Итак, мифическое, немифическое и мифически нейтральное продолжают свое фактическое сосуществование в конституции, из которой вытекает вся политическая жизнь. В ней мы можем наблюдать как в зеркале нашу ситуацию, которая образовалась из различных, отчасти противоположных друг другу течений и в которой встречается древнее предание с новым. Глубина и многообразие жизни позволяют связать друг с другом многое, кажущееся противоречивым, и она сопротивляется чересчур усердному и чуждому реальности желанию объединить все логическим путем под одной крышей.
Итак, конституция явно демонстрирует нам, что мифическое понимание нации ни в коем случае не нужно смешивать с тем национализмом и шовинизмом или той недальновидной надменностью, о пагубных последствиях которых нам еще и сегодня приходится сожалеть. Такая путаница тем проще, что как раз в Германии национал-социалистического периода националистические эксцессы происходили под знаком нового "мифа". В действительности же при этом речь шла о псевдомифе, как будет показано в следующих параграфах.
4. Политические псевдомифы. Теория Р. Барта
Из круга обсуждаемых в главе III исследователей мифа особенно К. Керени и М. Элиаде занимались определенными явлениями в сегодняшней политической жизни, которые Керени обозначил как "неподлинные формы" мифа193. Они являются для него ненастоящими формами, потому что они не могут быть рассмотрены как "прафеномены", которые спонтанно возникли или исторически передавались из поколения в поколение, а "сознательно были созданы" для достижения политических целей194. Подобным образом излагает это и Элиаде и приводит, между прочим, в качестве примеров: Римскую Республику как архетип республиканских идей в XVIII и XIX веках, арийских героев как мифический прообраз фашистского расизма, "Золотой век" как символ свободного от классов общества марксистской чеканки и т. д.195
В этом месте, однако, следует прежде всего остановиться на широко известной и привлекающей большое внимание книге Р. Барта "Мифы сегодня"196. Хотя он пытался лишить фундамента миф в целом, но в действительности он описал, не подозревая об этом, лишь структуру политических псевдомифов. Поэтому пусть читатель прежде всего следует за изложением
333
теории Барта, не путаясь в том, что отчасти уже изложенное вновь, кажется, ставится им под вопрос. Заключающий критический анализ установит, что из этой теории пригодно для различения неподлинных и подлинных мифов, а что нет.

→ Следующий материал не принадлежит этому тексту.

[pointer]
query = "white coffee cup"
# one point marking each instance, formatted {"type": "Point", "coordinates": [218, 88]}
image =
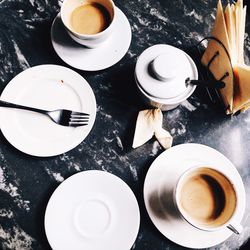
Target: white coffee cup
{"type": "Point", "coordinates": [208, 199]}
{"type": "Point", "coordinates": [88, 40]}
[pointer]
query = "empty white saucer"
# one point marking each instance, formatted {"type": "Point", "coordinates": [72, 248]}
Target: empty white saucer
{"type": "Point", "coordinates": [158, 194]}
{"type": "Point", "coordinates": [48, 87]}
{"type": "Point", "coordinates": [92, 210]}
{"type": "Point", "coordinates": [99, 58]}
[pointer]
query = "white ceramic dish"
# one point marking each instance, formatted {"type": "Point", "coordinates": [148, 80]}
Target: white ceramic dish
{"type": "Point", "coordinates": [92, 210]}
{"type": "Point", "coordinates": [47, 87]}
{"type": "Point", "coordinates": [83, 58]}
{"type": "Point", "coordinates": [158, 194]}
{"type": "Point", "coordinates": [162, 83]}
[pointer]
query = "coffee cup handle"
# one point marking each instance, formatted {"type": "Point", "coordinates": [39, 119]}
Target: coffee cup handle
{"type": "Point", "coordinates": [235, 227]}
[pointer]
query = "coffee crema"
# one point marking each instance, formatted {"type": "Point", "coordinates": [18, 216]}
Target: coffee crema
{"type": "Point", "coordinates": [207, 198]}
{"type": "Point", "coordinates": [90, 18]}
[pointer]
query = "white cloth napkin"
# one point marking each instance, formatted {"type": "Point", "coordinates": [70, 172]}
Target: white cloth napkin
{"type": "Point", "coordinates": [149, 124]}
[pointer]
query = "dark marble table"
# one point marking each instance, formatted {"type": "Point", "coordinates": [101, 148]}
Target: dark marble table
{"type": "Point", "coordinates": [26, 182]}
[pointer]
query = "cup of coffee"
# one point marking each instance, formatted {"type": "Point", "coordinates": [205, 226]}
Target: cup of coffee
{"type": "Point", "coordinates": [88, 22]}
{"type": "Point", "coordinates": [207, 199]}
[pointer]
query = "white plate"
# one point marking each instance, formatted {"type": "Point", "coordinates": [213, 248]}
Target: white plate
{"type": "Point", "coordinates": [92, 210]}
{"type": "Point", "coordinates": [83, 58]}
{"type": "Point", "coordinates": [47, 87]}
{"type": "Point", "coordinates": [158, 190]}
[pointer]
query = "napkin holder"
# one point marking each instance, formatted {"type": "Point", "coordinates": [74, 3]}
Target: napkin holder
{"type": "Point", "coordinates": [205, 73]}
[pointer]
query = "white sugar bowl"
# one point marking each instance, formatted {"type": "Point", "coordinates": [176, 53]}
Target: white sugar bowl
{"type": "Point", "coordinates": [161, 75]}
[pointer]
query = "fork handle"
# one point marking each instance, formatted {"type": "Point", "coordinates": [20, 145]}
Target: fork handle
{"type": "Point", "coordinates": [17, 106]}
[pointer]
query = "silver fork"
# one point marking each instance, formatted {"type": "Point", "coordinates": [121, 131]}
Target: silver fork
{"type": "Point", "coordinates": [62, 117]}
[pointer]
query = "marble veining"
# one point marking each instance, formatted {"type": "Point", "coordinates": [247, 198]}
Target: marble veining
{"type": "Point", "coordinates": [26, 182]}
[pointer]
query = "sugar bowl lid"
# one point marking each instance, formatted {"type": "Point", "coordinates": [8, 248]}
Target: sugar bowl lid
{"type": "Point", "coordinates": [162, 70]}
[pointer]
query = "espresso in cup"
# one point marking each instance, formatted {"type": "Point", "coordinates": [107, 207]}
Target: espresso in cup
{"type": "Point", "coordinates": [206, 198]}
{"type": "Point", "coordinates": [90, 18]}
{"type": "Point", "coordinates": [89, 22]}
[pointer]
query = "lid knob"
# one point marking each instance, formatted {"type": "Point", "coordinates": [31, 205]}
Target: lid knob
{"type": "Point", "coordinates": [164, 68]}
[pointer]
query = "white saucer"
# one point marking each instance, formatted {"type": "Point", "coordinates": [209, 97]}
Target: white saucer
{"type": "Point", "coordinates": [92, 210]}
{"type": "Point", "coordinates": [158, 193]}
{"type": "Point", "coordinates": [99, 58]}
{"type": "Point", "coordinates": [47, 87]}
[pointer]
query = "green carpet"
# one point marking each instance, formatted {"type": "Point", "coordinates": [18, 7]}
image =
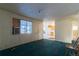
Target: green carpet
{"type": "Point", "coordinates": [37, 48]}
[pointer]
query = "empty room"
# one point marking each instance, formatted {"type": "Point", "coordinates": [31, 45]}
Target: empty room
{"type": "Point", "coordinates": [39, 29]}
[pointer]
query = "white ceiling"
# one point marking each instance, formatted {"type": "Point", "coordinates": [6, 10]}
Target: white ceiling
{"type": "Point", "coordinates": [42, 10]}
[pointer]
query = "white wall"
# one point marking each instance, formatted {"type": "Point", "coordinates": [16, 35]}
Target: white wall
{"type": "Point", "coordinates": [7, 39]}
{"type": "Point", "coordinates": [64, 30]}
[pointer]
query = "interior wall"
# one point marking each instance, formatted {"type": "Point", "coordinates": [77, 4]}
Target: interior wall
{"type": "Point", "coordinates": [8, 40]}
{"type": "Point", "coordinates": [64, 30]}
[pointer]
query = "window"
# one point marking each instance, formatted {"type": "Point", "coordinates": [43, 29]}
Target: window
{"type": "Point", "coordinates": [75, 31]}
{"type": "Point", "coordinates": [21, 26]}
{"type": "Point", "coordinates": [25, 26]}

Барт поясняет свои тезисы следующим примером: "Я сижу в парикмахерской, и мне протягивают номер журнала "ПариМатч". На обложке изображен молодой африканец во французской военной форме; беря под козырек, он глядит на развевающийся французский флаг. Таков смысл изображения. Но каким бы наивным я ни был, я прекрасно понимаю, что хочет сказать мне это изображение: оно означает, что Франция — это великая империя, что все ее сыновья, независимо от цвета кожи, верно служат под ее знаменами и что нет лучшего ответа критикам так называемой колониальной системы, чем рвение, с которым этот молодой африканец служит своим так называемым угнетателям"197.

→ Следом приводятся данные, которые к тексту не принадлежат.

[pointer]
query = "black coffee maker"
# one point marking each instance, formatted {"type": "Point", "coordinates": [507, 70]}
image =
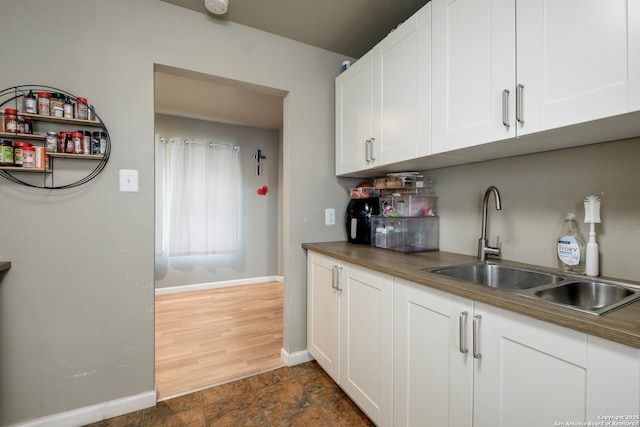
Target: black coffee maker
{"type": "Point", "coordinates": [357, 219]}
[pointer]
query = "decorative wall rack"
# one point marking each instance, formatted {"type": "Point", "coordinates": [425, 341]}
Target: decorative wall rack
{"type": "Point", "coordinates": [63, 168]}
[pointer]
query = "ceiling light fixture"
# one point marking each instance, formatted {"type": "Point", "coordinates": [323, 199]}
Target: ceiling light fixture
{"type": "Point", "coordinates": [219, 7]}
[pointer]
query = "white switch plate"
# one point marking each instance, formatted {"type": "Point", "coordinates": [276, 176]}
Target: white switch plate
{"type": "Point", "coordinates": [329, 216]}
{"type": "Point", "coordinates": [128, 180]}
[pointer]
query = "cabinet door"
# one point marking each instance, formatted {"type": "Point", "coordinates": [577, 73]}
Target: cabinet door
{"type": "Point", "coordinates": [323, 315]}
{"type": "Point", "coordinates": [473, 61]}
{"type": "Point", "coordinates": [354, 116]}
{"type": "Point", "coordinates": [433, 377]}
{"type": "Point", "coordinates": [576, 61]}
{"type": "Point", "coordinates": [366, 371]}
{"type": "Point", "coordinates": [402, 91]}
{"type": "Point", "coordinates": [540, 379]}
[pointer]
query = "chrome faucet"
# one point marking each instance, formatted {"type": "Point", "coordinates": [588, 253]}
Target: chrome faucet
{"type": "Point", "coordinates": [484, 250]}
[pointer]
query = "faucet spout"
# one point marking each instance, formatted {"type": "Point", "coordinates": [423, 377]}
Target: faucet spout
{"type": "Point", "coordinates": [484, 250]}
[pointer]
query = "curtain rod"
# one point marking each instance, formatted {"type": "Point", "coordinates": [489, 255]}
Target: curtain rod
{"type": "Point", "coordinates": [197, 141]}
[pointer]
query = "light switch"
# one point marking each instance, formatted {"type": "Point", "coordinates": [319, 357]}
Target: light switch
{"type": "Point", "coordinates": [329, 216]}
{"type": "Point", "coordinates": [128, 180]}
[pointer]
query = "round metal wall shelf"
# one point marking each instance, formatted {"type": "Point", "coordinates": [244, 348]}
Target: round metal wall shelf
{"type": "Point", "coordinates": [81, 169]}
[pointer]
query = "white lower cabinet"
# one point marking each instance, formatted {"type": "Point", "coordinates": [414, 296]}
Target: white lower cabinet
{"type": "Point", "coordinates": [410, 355]}
{"type": "Point", "coordinates": [323, 312]}
{"type": "Point", "coordinates": [440, 341]}
{"type": "Point", "coordinates": [349, 331]}
{"type": "Point", "coordinates": [464, 363]}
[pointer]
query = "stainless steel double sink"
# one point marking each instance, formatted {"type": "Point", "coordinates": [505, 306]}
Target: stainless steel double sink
{"type": "Point", "coordinates": [582, 293]}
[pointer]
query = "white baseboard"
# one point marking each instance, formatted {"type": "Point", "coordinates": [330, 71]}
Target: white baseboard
{"type": "Point", "coordinates": [95, 413]}
{"type": "Point", "coordinates": [296, 358]}
{"type": "Point", "coordinates": [216, 285]}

Этот пример Барт анализирует теперь в рамках семиотики. Она отличает означающее от означенного. Означающее может быть к примеру акустическим образом, именно словом, означенное — понятием. Акустический образ, как простое следование тонов, само по себе лишенное значения, становится значащим лишь тогда, когда он воспринимается как знак: слово обозначает понятие. Тем самым, однако, означающий знак наполняет в то же время образ, сам по себе лишенный значения, будь то акустический, оптический (например, сигнал) или еще какой-то. Последний тем самым полностью сливается с ним. Лишь посредством сознательного анализа оба они еще могут быть отделены друг от друга. Точно так же в знаке уже присутствует означаемое, и мы можем лишь с трудом различить одно от другого.
Согласно Барту, существуют первичные и вторичные семиотические системы. Воспользовавшись предыдущим примером, он показывает, как они взаимосвязаны друг с другом. Первичной системой там является образ африканца, который служит знаком для означенного, именно африканец, как определенный индивидуум, с собственной биографией и с непосредственным отношением ко всему миру, в котором он действительно живет. Барт это называет смыслом образа. Вторичная система надстраивается теперь над первичной. Она использует, правда, образ первичной, однако изменяет его первоначальный смысл тем, что использует этот образ для нового знака. Итак, новым означенным теперь становится великая, "делающая людей счастливыми" французская империя. Согласно Барту, из первоначального смысла тем самым получается "форма". Этим он хочет сказать, что смысл сохраняется в ней, но при этом исчезает как в сосуде. Индивидуальный африканец, правда, еще присутствует здесь, но он одновременно представляет всеобщую идею.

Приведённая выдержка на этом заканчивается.